MORELIA, Mich., 14 de octubre de 2019.- A un año de que se facultó a los notarios públicos para realizar divorcios administrativos nuevamente quedó en evidencia la falta de rigor en el trabajo de la 73 Legislatura porque, cuando se empezaron a llevar a cabo, surgieron problemas administrativos que impiden certeza en ese trámite.

Fue el gobernador Silvano Aureoles quien hizo notar esos detalles a la actual legislatura al enviar una iniciativa de ley para reformar la Ley Orgánica del Registro Civil y del Código Familiar y evitar amparos que generarían descrédito al Poder Legislativo del Estado.

En su exposición de motivos el mandatario estatal señala que el pasado mes de abril se realizó el primer divorcio administrativo ante notario público, acto que generó un problema de tipo administrativo cuando se solicitó su inscripción ante el Registro Civil, ya que no se pudo hacer porque esa figura no está establecida en la ley.

“Surge la necesidad de actualizar el marco normativo estatal con el propósito de darle certeza jurídica a ese acto del estado civil y subsanar el vacío legal que se generó con la aprobación de la reforma a la Ley del Notariado, la que en su momento no fue acompañada de la parte adjetiva que establezca claramente el procedimiento de asentamiento y requisitos que debe reunir el divorcio administrativo notarial”.

Esa situación puede causar un grave perjuicio a los interesados, razón por la que esa figura debe ser reconocida por la Ley Orgánica del Registro Civil y el Código Familiar, en cuyos cuerpos de normas deberán de señalarse sus requisitos y procedimiento para ser asentado en la Oficialía en donde se celebró el matrimonio.

“Se debe dar plena certeza jurídica al divorcio administrativo notarial, lo cual reduciría significativamente la carga de trabajo del Poder Judicial del Estado, ya que muchas veces el acudir ante el órgano jurisdiccional para disolver el vínculo matrimonial cuando las partes están de acuerdo, sólo genera una saturación de asuntos en los tribunales y el uso innecesario de los recursos humanos y materiales de éstos”.
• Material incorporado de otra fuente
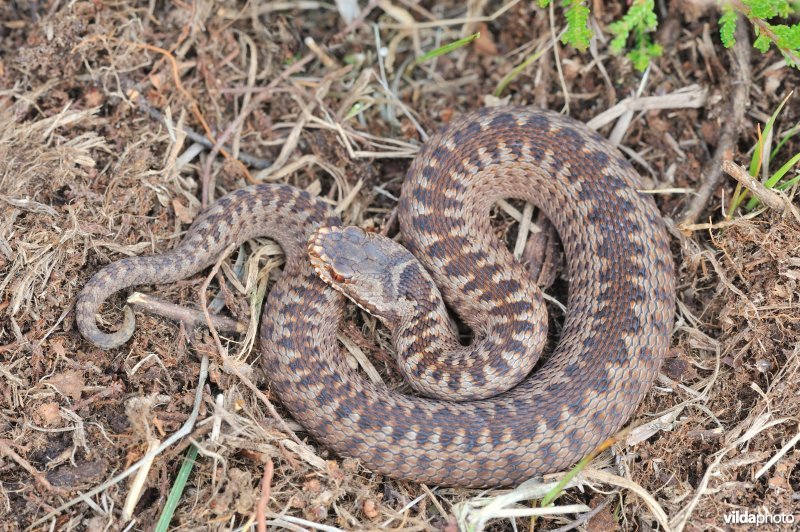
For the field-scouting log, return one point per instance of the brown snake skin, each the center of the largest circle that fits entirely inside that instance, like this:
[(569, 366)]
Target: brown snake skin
[(615, 335)]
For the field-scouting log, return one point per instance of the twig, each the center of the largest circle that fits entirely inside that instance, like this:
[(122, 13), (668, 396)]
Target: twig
[(766, 196), (251, 160), (8, 452), (266, 489), (189, 317), (185, 429), (584, 517), (740, 94)]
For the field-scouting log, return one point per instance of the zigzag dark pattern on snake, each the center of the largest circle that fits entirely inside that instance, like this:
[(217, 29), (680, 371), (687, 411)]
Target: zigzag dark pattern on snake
[(615, 335)]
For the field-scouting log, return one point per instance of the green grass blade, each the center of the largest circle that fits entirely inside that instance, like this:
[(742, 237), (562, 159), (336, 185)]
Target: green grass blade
[(775, 178), (177, 490), (446, 49), (511, 76), (787, 184), (755, 162), (784, 140)]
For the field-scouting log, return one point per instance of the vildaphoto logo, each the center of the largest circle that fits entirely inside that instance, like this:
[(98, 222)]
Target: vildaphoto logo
[(745, 517)]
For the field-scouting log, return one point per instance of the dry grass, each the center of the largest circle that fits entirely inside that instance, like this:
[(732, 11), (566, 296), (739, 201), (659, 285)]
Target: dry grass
[(95, 164)]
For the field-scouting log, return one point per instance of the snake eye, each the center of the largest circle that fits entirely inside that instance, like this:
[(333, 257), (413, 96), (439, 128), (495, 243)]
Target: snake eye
[(336, 276)]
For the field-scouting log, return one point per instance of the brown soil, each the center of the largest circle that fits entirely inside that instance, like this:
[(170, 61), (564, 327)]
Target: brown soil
[(89, 173)]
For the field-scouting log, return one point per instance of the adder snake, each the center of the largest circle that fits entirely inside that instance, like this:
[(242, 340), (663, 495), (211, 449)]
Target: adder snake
[(615, 335)]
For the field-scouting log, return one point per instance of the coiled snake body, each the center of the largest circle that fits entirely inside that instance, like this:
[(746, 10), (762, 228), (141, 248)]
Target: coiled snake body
[(615, 335)]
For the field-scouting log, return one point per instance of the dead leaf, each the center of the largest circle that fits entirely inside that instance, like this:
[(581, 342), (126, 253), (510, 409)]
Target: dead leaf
[(48, 414), (185, 214), (485, 43), (68, 383)]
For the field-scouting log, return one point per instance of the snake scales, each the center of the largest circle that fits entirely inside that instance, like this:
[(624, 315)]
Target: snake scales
[(615, 335)]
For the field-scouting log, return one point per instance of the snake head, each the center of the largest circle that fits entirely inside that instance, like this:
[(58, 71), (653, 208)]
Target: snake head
[(363, 266)]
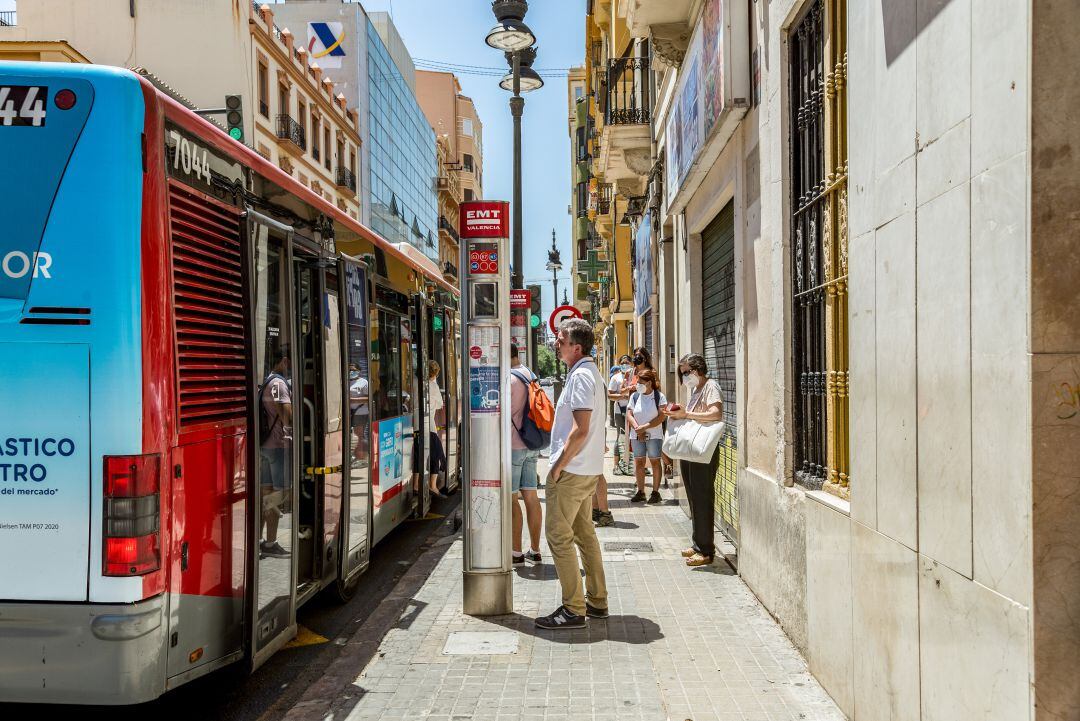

Señala en la iniciativa el Gobernador que aun y cuando el Estado debe garantizar la unidad básica de la sociedad que es la familia, también lo es que debe ofrecer la posibilidad de disolver el vínculo matrimonial cuando las partes así lo decidan, a través de una gama de trámites y servicios que ofrezcan certeza y seguridad jurídica a las partes.